Il y aurait trois possibilités. Les deux premières ont déjà marché – elles ont déjà permis de battre Novak Djokovic -, la dernière non, mais elle a commencé à faire ses preuves en ce sens qu’elle a posé des problèmes au numéro 1 mondial.

La première possibilité consisterait à être plus vif que lui, ou plutôt à le prendre de vitesse. Federer bien sûr, mais encore, début 2015, Karlovic à sa façon, y sont parvenus. Casser le rythme, ou plutôt l’empêcher, jouer en séquences brèves, hachées, entre autres en montant au filet, est une solution. Le chop, à cet égard, est une clé précieuse qui, Djokovic la gérât-il proprement, au moins le neutralise, au mieux lui fait commettre des fautes pour lui inhabituelles – son match contre Dimitrov à Wimbledon en 2014 fut sur ce point éloquent, ainsi que celui contre Tsonga cette année à Indian Wells. Une autre possibilité serait d’être plus fort que lui, Novak, du fond de court – ce que Rafael Nadal fut, et plus récemment, avec plus d’impact direct, Stanislas Wawrinka -, de parvenir à travailler le Serbe en puissance et en profondeur pour le sortir de sa zone de confort.

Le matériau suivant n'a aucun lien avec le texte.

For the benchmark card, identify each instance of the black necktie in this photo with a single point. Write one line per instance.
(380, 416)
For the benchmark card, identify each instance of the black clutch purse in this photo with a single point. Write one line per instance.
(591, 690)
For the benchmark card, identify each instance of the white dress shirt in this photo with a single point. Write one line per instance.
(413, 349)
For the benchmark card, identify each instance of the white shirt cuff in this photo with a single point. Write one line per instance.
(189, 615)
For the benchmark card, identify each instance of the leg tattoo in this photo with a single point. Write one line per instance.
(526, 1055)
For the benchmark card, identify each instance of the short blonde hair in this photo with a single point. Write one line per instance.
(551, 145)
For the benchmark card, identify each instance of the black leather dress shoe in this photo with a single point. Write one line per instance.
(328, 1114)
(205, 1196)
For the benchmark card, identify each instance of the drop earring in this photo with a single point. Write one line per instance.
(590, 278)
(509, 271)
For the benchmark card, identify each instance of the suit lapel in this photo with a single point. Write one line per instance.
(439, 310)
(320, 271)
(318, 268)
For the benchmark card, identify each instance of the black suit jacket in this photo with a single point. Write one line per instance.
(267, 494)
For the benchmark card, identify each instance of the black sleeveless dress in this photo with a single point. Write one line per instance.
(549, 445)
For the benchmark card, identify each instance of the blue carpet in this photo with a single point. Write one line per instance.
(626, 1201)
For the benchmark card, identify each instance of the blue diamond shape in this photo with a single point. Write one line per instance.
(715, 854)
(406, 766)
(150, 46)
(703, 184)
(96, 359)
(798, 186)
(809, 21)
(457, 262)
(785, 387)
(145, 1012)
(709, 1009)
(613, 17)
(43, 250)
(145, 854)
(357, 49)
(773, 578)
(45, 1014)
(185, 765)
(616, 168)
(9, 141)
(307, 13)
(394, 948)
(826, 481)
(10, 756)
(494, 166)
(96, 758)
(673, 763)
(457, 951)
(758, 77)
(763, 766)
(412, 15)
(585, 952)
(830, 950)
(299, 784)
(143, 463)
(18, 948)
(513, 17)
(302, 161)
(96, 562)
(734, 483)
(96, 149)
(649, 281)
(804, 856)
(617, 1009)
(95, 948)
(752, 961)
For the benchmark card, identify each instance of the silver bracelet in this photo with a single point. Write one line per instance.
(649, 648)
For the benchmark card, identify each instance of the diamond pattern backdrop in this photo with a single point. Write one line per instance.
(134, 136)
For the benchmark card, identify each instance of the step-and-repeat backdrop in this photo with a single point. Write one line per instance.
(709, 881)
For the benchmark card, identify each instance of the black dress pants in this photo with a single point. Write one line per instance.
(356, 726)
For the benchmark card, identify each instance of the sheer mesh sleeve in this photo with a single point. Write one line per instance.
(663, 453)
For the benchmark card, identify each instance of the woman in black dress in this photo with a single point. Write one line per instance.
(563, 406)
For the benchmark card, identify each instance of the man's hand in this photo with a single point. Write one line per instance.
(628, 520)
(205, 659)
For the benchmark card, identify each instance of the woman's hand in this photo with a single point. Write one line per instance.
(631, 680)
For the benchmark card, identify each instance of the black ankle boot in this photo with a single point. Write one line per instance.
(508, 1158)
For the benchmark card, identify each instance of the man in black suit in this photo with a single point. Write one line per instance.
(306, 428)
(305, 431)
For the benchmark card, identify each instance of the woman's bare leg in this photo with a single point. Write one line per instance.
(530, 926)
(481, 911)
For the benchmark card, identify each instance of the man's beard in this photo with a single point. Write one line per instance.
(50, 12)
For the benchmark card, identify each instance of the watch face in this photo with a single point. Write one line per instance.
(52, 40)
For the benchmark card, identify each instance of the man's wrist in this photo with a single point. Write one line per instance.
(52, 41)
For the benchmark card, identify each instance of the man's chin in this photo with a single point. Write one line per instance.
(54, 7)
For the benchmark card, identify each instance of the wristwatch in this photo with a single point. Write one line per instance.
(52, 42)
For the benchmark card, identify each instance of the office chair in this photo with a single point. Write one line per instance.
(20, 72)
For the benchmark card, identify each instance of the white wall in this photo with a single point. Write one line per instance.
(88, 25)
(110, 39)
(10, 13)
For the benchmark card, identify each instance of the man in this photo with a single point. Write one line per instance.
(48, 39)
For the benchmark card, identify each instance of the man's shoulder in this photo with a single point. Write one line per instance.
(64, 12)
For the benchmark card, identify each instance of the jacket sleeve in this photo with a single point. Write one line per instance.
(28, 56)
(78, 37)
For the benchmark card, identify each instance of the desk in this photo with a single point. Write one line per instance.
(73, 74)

La troisième reviendrait à se montrer patient et plus créatif que lui, à lui proposer des variations incessantes autour d’un même thème : celui de refuser de faire la faute le premier et de se lancer dans une recherche systématique du point gagnant, en affûtant au contraire sa capacité à le faire déjouer, provoquer de ses fautes. Notons qu’une telle tactique implique naturellement de pouvoir rivaliser en endurance avec Novak, ce qui est donné à très peu. Andy Murray me semble avoir toutes les armes pour cela – et du reste, en finale de l’Open d’Australie 2015, il a de la sorte parfaitement manoeuvré jusqu’à perdre pied au tiers du troisième set -, ou moindrement Gilles Simon, le seul à avoir pris deux sets au maître cette année.

Dans tous les cas, il restera – et c’est le plus dur au tennis -, à être capable de clore le match, de résister au refus de perdre viscéral du champion qu’est Novak Djokovic, de trouver la force, l’enthousiasme ou le sang-froid d’ aboutir mentalement, de ne pas trembler face à la perspective imminente de l’exploit, d’être capable de contrôler ce secteur – le secteur mental, donc – dont Djokovic a prouvé depuis 2011 qu’il en était le détenteur ultime des clés.